Zülfü Livaneli’nin alıntıladığım bu satırlarındaki şu satıra dikkatinizi çekmek isterim: “Önceleri bir aydın hareketi olarak başlayan ve entelektüel bir açlığı gideren sol hareket, yavaş yavaş aydınları ve kentlileri dışlayan bir köylü nefretine dönüşmüştü.”

Şu köylü nefreti sözünü gelişmeye karşı duruş olarak almak gerek. Köylülük babadan oğula aktarma yoluyla alışkanlıklardan kurulu bir bilgi metodunu içerir. Değişime açık değildir.

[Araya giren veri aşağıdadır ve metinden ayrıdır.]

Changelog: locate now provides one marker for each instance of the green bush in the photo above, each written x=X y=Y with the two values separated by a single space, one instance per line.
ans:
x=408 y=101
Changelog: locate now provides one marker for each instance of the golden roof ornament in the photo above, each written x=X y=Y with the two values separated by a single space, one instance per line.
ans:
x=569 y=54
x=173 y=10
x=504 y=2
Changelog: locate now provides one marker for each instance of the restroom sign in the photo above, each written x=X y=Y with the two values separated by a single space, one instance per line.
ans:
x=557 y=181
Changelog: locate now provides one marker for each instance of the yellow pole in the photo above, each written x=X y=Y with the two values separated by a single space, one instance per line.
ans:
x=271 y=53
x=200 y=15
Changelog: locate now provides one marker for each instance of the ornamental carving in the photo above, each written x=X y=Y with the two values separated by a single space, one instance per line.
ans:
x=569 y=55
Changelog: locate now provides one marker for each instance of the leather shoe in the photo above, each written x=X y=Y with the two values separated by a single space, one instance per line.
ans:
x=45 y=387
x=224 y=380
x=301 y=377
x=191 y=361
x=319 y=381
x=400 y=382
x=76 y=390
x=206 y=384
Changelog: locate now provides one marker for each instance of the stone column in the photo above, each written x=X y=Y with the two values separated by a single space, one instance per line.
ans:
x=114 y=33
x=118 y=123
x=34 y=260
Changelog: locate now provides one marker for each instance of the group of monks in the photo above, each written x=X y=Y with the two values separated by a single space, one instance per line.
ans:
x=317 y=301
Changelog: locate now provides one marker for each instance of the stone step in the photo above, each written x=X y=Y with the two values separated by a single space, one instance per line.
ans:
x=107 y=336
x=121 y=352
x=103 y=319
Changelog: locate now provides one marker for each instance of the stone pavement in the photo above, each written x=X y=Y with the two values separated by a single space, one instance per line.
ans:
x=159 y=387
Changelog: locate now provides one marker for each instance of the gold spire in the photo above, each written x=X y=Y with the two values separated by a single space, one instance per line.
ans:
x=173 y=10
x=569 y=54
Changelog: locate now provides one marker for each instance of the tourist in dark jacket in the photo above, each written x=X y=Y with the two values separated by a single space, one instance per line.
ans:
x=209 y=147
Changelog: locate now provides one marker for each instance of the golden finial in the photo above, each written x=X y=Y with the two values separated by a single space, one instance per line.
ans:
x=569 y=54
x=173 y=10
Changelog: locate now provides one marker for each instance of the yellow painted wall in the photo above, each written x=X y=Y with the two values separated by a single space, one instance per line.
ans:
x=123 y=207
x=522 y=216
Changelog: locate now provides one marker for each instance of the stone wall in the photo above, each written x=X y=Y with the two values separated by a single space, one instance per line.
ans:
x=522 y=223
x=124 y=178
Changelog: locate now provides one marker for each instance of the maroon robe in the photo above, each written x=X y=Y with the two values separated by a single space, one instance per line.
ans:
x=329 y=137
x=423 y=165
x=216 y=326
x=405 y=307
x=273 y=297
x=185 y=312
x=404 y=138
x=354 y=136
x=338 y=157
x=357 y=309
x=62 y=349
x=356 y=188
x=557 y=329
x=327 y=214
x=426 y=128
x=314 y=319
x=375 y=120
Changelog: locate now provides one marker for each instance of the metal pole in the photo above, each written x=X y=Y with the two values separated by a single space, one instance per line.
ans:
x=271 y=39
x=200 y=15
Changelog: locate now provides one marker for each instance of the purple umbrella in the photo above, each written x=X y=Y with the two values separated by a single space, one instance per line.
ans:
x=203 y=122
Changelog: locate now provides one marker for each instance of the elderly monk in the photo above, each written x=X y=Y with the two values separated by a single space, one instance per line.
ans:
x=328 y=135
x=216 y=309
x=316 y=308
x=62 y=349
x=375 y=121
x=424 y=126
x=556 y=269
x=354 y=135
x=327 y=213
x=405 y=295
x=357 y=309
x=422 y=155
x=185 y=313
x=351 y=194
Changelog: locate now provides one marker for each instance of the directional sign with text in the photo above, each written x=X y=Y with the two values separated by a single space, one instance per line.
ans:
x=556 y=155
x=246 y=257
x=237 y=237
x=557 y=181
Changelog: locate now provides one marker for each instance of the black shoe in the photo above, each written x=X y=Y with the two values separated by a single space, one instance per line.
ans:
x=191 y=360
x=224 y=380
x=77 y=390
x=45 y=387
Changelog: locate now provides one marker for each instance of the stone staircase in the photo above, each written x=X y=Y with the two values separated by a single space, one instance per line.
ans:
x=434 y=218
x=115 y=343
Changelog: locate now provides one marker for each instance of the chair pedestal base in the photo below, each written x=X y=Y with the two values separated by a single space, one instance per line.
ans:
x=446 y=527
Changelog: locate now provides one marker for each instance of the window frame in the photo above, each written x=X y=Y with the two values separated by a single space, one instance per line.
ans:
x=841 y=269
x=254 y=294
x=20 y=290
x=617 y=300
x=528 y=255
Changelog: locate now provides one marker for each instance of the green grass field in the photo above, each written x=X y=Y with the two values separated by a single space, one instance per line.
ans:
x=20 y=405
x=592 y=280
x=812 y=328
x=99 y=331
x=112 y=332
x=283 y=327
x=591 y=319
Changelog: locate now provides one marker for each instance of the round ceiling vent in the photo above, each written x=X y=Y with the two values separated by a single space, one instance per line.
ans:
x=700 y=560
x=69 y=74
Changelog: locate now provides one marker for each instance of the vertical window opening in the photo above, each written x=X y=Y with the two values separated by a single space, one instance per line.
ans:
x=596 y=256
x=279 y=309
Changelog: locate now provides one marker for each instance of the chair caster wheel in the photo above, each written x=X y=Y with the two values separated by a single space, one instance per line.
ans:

Her yenilik onu rahatsız eder. Uçsuz bucaksız ovalarda, çıplak dağlarda sesini duyurmak için var gücüyle bağırmaktan başka seçeneği yoktur.

Kentlilikse bunun tersidir. Etrafı kalabalıktır. Birlikte yaşamanın, hatta yolda yürümenin bile bir kuralı vardır. Araçların yoldaki hareketleri de ayrı bir bilgi işidir. Daha çok ve daha çabuk bilgiye ulaşılacak yerlerdir. Her yenilik önce kente gelir, önce kentler bu yenilikler için eğitilir  eğitilenler öğrendiklerini günlük hayatlarında kullanır.  Daha sonra geniş alanlara ulaşır.

Gelelim din konusuna.. Zülfü Livaneli’den alıntıladığım satırları alaydan yetişme din adamlarına uyarlarsak şaşırtıcı sonuçla karşılaşmayız.

Örnek 1: “(…) Ama Türk din adamlarının çoğu tek boyutlu oluyordu. Dini konular dışında Ekonomi bilse edebiyattan anlamıyor, edebiyatçı olsa müzik bilmiyor, yada bazı müzikçiler gibi dini konulardan başka hiçbir şeyden anlamıyorlardı. Edindiği kültürü hayatına yayan bir yirminci yüzyıl din adamına çok zor rastlanıyordu. Birde dini fanatizm vardı tabii.”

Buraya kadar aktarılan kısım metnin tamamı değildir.